Ivan Reese 2024-10-03 04:10:32
This is fascinating. I've heard of boxer so many times, but never actually seen it before. It's funny to me that they bumped up against many of the same issues / questions we're grappling with in my current Ink & Switch project:
- When duplicating canvas objects that have behaviour, should those duplicates be a deep copy with no shared internals, or should there be some amount of sharing? How do you approach masters/instances? How do the answers change as a result of this taking place in a spatial environment? How do these answers relate to scoping?
- What about names? Where do names live? Why do you give things a name? How do you refer to things that don't have a name?
- How do you connect things together? How do you multiplex / split? How and when do you see the connections?
- Where do values live?
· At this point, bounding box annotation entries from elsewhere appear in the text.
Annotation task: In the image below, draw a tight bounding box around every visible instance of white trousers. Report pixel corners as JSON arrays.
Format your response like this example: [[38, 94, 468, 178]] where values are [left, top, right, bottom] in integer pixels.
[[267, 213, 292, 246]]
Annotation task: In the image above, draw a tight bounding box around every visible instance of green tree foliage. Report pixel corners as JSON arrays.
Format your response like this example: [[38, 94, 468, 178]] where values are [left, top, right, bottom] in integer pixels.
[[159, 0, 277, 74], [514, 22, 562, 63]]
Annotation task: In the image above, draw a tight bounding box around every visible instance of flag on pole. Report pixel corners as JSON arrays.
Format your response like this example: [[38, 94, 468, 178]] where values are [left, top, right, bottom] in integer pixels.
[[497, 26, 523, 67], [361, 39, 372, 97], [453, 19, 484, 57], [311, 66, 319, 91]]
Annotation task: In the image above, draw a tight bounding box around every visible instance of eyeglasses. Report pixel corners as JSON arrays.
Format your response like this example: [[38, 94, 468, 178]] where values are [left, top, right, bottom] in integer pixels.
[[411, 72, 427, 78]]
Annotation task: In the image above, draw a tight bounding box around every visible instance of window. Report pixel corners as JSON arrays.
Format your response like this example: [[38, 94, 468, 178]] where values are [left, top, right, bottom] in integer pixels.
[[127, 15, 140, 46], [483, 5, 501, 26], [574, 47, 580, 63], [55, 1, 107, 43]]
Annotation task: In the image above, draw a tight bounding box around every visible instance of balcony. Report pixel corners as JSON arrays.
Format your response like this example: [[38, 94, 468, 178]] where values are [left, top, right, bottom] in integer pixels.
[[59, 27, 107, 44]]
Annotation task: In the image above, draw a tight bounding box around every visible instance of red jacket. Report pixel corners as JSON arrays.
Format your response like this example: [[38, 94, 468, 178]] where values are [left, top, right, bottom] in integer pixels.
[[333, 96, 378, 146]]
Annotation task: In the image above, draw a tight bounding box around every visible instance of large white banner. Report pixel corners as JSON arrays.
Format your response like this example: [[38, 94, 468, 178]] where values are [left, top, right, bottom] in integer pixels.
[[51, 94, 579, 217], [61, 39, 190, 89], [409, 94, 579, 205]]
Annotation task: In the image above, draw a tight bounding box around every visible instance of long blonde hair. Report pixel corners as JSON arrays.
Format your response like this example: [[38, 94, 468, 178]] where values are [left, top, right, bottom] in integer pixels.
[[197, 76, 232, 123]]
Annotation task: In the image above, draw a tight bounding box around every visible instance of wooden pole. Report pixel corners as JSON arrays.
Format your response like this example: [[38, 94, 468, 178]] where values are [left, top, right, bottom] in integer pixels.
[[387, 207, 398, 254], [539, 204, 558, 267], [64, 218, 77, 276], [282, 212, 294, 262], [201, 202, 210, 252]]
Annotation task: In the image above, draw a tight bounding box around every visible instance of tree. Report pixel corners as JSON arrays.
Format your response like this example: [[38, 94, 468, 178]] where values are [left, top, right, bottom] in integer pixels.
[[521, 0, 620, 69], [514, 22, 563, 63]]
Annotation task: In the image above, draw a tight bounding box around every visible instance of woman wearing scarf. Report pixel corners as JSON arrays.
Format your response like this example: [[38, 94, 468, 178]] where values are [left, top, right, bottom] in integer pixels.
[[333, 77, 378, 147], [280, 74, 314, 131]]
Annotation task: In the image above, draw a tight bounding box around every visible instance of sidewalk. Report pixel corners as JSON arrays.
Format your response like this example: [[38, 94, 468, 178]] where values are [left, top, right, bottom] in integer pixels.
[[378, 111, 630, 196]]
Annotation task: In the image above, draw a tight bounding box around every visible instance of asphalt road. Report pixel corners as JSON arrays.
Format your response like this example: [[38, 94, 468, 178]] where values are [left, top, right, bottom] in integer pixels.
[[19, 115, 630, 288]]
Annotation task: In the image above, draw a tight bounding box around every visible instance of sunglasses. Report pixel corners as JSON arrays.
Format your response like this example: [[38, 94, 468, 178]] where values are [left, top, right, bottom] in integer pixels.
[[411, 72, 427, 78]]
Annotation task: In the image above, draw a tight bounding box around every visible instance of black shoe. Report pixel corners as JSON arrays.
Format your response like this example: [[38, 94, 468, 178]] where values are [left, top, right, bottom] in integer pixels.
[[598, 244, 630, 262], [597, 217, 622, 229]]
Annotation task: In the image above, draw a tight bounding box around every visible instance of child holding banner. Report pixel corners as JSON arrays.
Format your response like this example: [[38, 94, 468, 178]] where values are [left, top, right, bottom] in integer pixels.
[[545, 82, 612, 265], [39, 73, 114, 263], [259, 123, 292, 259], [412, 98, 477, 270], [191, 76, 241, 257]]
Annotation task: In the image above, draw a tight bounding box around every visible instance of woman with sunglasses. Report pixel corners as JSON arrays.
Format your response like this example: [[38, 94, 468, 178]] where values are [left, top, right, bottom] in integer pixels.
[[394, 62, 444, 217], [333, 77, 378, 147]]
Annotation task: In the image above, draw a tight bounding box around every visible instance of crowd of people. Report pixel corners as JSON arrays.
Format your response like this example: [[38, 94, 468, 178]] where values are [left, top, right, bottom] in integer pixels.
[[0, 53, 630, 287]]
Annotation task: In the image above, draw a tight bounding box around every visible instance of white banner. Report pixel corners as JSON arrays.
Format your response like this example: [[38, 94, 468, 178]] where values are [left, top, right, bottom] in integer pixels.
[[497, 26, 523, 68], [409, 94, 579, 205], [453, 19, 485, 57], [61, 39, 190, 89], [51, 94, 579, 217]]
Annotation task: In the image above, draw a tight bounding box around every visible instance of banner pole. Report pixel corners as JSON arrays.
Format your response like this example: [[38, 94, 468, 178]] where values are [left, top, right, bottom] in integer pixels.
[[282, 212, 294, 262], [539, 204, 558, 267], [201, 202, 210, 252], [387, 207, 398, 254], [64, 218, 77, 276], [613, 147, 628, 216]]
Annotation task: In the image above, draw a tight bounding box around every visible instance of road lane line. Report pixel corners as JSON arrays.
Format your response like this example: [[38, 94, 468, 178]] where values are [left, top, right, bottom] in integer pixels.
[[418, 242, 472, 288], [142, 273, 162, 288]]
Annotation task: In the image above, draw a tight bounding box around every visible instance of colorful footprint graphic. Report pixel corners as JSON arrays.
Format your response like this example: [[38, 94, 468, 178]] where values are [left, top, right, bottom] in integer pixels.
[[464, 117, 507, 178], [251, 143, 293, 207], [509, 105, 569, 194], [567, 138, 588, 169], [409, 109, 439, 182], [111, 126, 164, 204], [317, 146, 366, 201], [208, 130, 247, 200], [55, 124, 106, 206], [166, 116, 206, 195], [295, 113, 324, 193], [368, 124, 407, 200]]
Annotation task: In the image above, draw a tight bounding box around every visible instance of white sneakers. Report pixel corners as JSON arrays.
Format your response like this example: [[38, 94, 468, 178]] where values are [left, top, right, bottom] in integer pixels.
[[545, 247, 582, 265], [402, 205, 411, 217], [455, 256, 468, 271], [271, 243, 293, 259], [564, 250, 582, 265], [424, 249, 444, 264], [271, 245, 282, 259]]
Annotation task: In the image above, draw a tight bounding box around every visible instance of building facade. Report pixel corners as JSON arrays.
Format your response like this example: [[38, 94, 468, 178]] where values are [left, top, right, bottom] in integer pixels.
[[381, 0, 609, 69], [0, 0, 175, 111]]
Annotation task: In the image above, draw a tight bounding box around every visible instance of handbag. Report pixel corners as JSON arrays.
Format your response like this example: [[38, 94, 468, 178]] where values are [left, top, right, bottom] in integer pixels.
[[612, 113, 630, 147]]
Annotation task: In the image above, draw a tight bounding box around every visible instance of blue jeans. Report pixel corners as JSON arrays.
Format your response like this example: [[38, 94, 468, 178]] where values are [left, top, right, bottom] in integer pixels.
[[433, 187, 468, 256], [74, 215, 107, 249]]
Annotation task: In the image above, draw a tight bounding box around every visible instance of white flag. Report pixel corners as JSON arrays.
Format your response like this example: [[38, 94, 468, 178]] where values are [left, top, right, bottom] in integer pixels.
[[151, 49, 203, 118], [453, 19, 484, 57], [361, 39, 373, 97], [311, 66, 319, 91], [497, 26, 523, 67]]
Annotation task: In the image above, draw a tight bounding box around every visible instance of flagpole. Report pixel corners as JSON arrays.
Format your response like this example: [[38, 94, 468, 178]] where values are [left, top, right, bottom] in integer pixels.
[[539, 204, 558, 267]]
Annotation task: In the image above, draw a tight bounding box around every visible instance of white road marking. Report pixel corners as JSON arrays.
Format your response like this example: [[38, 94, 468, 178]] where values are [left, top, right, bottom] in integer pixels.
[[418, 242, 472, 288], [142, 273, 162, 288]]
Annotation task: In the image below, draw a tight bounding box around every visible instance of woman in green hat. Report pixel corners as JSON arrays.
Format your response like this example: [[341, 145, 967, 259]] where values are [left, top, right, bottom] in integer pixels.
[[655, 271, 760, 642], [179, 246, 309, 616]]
If you're going to execute some smaller part of a larger program, how do you feed it values? When do you see those values?
- How do components nest? How do you expand / contract components? How does information flow across component boundaries?
- What interface elements need to be big because they need to be easy to see, and which ones need to be big so you can touch them, and when are these in tension?
etc etc.
These are all common questions when designing a visual programming system, naturally. But what's funny to me is just how damn similar Boxer looks to some of the hacky / placeholder prototype work we're doing right now, and the small handful of differences. (Wish I could link to it.)